As described above, according to the present invention, an access check circuit that determines whether or not an access to a message can be performed based on address information attached to the message includes:
(1) a comprehensive check function unit that determines whether access is possible based on address information in group units, (2) an individual check function unit that determines whether access is possible based on address information in terminal units, and (3) a comprehensive check function unit. A required access check is realized with a smaller number of registrations than before by providing a judgment unit that makes a final judgment on the judgment based on the judgment result of both or one of the check function unit and the individual check function unit. it can. In addition, by having an individual check function, more detailed setting can be performed by using the function together.

[Brief description of the drawings]

FIG. 1 is a block diagram illustrating a configuration of a first embodiment.

FIG. 2 is a diagram showing a configuration of a connection message.

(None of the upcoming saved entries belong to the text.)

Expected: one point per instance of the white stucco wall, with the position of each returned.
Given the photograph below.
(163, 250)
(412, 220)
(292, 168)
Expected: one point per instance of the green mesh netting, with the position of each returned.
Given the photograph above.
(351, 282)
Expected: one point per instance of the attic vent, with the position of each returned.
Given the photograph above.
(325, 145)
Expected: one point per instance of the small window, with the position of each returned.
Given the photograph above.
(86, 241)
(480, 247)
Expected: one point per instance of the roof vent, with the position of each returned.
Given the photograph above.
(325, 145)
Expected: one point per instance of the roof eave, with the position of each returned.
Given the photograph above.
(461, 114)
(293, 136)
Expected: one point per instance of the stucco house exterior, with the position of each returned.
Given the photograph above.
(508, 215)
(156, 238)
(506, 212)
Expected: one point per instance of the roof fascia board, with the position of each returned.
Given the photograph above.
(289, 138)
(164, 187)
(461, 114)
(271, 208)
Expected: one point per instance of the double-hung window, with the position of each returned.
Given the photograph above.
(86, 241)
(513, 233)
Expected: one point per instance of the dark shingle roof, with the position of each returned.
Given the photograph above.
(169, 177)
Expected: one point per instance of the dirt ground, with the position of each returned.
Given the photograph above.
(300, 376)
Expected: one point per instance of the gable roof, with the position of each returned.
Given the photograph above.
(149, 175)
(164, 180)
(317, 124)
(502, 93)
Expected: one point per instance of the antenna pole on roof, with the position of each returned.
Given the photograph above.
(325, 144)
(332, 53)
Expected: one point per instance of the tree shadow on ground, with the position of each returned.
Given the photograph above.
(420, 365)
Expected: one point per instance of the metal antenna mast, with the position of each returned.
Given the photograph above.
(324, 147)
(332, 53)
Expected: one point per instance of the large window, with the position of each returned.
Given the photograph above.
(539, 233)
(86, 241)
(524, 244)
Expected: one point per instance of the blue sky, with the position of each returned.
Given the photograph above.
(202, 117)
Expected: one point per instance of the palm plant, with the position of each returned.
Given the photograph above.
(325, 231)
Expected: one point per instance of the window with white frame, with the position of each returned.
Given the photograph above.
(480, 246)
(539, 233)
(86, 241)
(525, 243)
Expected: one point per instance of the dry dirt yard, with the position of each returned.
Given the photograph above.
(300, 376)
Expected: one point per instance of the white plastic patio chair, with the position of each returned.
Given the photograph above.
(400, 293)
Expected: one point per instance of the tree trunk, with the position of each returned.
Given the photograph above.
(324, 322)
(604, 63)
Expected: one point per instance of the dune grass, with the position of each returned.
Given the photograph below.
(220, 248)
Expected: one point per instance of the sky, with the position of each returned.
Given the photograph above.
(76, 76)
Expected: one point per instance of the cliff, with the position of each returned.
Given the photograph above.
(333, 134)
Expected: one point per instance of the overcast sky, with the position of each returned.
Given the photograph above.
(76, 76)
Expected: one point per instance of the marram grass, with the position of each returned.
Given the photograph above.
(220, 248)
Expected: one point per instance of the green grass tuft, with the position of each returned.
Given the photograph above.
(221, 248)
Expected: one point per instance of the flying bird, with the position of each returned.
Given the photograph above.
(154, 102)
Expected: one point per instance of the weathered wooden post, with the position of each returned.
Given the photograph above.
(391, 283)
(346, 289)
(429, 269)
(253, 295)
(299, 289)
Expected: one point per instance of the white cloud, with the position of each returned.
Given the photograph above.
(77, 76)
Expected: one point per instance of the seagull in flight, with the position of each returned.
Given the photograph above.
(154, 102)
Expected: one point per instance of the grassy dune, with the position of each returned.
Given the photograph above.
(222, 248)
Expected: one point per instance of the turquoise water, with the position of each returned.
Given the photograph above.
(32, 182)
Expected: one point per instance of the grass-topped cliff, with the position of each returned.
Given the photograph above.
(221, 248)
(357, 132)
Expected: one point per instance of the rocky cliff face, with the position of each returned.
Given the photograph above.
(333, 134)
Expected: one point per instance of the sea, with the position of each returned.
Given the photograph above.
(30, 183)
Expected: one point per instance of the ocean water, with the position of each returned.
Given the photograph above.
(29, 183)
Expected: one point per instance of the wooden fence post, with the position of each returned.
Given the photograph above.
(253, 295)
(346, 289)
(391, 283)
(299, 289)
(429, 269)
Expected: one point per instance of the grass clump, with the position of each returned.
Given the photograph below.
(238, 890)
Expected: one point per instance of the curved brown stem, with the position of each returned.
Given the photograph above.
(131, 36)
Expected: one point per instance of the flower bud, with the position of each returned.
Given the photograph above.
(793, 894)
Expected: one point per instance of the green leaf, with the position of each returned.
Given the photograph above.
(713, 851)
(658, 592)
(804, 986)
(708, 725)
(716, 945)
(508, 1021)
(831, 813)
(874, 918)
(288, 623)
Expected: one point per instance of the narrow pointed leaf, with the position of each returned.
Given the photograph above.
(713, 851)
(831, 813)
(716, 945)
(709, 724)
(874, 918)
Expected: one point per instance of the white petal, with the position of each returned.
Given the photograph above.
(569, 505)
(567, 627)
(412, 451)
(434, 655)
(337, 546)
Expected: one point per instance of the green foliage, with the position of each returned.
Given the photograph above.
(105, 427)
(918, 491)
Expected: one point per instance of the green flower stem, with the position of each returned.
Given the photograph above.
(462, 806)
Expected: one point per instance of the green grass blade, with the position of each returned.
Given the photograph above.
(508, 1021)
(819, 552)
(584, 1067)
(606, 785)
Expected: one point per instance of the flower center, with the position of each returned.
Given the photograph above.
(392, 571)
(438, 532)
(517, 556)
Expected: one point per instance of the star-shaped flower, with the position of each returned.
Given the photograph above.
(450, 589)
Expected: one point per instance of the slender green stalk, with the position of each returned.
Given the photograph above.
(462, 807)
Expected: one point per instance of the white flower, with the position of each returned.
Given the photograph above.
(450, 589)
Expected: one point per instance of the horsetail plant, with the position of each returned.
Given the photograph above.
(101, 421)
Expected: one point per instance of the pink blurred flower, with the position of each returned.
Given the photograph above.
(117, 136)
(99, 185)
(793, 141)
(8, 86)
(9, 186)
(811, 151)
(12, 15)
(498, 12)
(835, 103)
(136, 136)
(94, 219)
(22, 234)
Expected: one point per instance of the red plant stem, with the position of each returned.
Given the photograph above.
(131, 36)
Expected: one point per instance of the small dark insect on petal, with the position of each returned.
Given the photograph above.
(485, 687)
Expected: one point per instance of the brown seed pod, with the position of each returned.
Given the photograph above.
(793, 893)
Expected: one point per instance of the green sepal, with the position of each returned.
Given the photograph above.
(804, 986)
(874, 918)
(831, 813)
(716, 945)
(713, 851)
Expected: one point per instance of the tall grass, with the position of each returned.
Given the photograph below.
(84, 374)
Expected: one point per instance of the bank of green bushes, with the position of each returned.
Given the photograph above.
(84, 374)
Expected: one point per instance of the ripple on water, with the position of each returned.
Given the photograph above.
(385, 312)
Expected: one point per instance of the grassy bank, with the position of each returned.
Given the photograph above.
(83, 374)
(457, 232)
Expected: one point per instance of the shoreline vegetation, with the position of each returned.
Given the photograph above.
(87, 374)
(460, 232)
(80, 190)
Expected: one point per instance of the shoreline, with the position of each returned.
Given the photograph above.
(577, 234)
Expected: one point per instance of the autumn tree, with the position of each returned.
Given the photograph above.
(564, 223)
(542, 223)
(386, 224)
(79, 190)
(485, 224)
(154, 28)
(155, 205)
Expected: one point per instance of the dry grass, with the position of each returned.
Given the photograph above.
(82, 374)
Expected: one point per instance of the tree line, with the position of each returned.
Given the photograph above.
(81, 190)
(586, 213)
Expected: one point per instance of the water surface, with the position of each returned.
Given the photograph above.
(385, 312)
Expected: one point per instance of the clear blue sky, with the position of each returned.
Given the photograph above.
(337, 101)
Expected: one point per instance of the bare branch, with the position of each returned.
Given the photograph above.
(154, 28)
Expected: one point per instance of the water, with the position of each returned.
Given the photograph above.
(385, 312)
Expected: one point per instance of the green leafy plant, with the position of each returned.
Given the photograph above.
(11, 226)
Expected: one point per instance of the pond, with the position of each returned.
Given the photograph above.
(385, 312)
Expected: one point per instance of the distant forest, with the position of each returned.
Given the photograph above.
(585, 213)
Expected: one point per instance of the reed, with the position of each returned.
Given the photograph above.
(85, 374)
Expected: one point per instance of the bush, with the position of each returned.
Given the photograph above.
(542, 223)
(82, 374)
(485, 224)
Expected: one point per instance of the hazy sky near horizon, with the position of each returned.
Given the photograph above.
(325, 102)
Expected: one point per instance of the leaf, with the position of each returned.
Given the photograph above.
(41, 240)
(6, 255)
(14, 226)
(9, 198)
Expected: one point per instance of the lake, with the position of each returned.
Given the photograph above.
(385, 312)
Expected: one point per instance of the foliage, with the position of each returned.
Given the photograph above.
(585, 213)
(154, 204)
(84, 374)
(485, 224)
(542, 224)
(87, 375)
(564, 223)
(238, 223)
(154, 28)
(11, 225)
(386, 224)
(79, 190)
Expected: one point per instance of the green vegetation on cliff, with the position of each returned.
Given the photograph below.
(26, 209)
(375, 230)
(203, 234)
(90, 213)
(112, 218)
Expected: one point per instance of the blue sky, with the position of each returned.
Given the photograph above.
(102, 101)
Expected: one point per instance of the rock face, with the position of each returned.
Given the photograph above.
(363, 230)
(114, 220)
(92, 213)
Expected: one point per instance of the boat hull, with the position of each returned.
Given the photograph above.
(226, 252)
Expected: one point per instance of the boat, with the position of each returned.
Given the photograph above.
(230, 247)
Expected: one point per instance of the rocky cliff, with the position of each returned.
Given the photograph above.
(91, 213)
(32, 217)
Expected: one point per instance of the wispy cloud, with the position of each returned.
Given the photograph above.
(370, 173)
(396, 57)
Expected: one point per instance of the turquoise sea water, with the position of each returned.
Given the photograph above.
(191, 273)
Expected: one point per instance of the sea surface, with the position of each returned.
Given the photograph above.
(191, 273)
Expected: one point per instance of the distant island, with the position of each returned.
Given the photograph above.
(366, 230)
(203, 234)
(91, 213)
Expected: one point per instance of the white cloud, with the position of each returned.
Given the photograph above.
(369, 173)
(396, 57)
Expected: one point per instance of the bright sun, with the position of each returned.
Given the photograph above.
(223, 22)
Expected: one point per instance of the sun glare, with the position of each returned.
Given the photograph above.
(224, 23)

FIG. 3 is a diagram showing a conceptual configuration of an associative memory.

FIG. 4 is a block diagram showing a configuration of a conventional device.

FIG. 5 is a diagram for explaining a problem of a conventional device.

FIG. 6 is a diagram which is used for describing the operation of the first embodiment.

FIG. 7 is a block diagram illustrating a configuration of a second embodiment.

FIG. 8 is a diagram provided to explain the operation of the second embodiment.

[Explanation of symbols]

11: Source address check CAM, 12, 13: Permission / prohibition mode instruction unit, 14: Comprehensive check address instruction unit, 15: Correspondence check CAM, 17, 17 '... Judgment circuit, 21: Selector, 22: Correspondence check CAM.

 ──────────────────────────────────────────────────続 き Continuing on the front page (72) Inventor Katsura Noritake 3-19-2 Nishishinjuku, Shinjuku-ku, Tokyo Japan Telegraph and Telephone Corporation (72) Inventor Shigehiko Ushijima 3-19, Nishishinjuku, Shinjuku-ku, Tokyo No. 2 Nippon Telegraph and Telephone Corporation

Claims (4)

[Claims] An access check circuit for determining whether or not the message is accessible based on address information attached to the message, a comprehensive check function unit for determining whether or not access is possible based on address information on a group basis; An individual check function unit that determines whether access is possible based on the address information of the unit; and a determination unit that finally determines whether the determination is possible based on the determination result of both or one of the comprehensive check function unit and the individual check function unit. An access check circuit, comprising: 2. The access check circuit according to claim 1, wherein the comprehensive check function unit and the individual check function unit include:
An access check circuit, wherein an associative memory storing the correspondence of addresses corresponding to the respective addresses is stored. 3. The access check circuit according to claim 2, wherein each associative memory is physically constituted by one memory means. 4. A connectionless switching apparatus for selecting a communication path for each link based on address information attached to a message, wherein whether or not each message can be accessed is determined.
A connectionless switching device, wherein the determination is performed using the access check circuit according to any one of the above.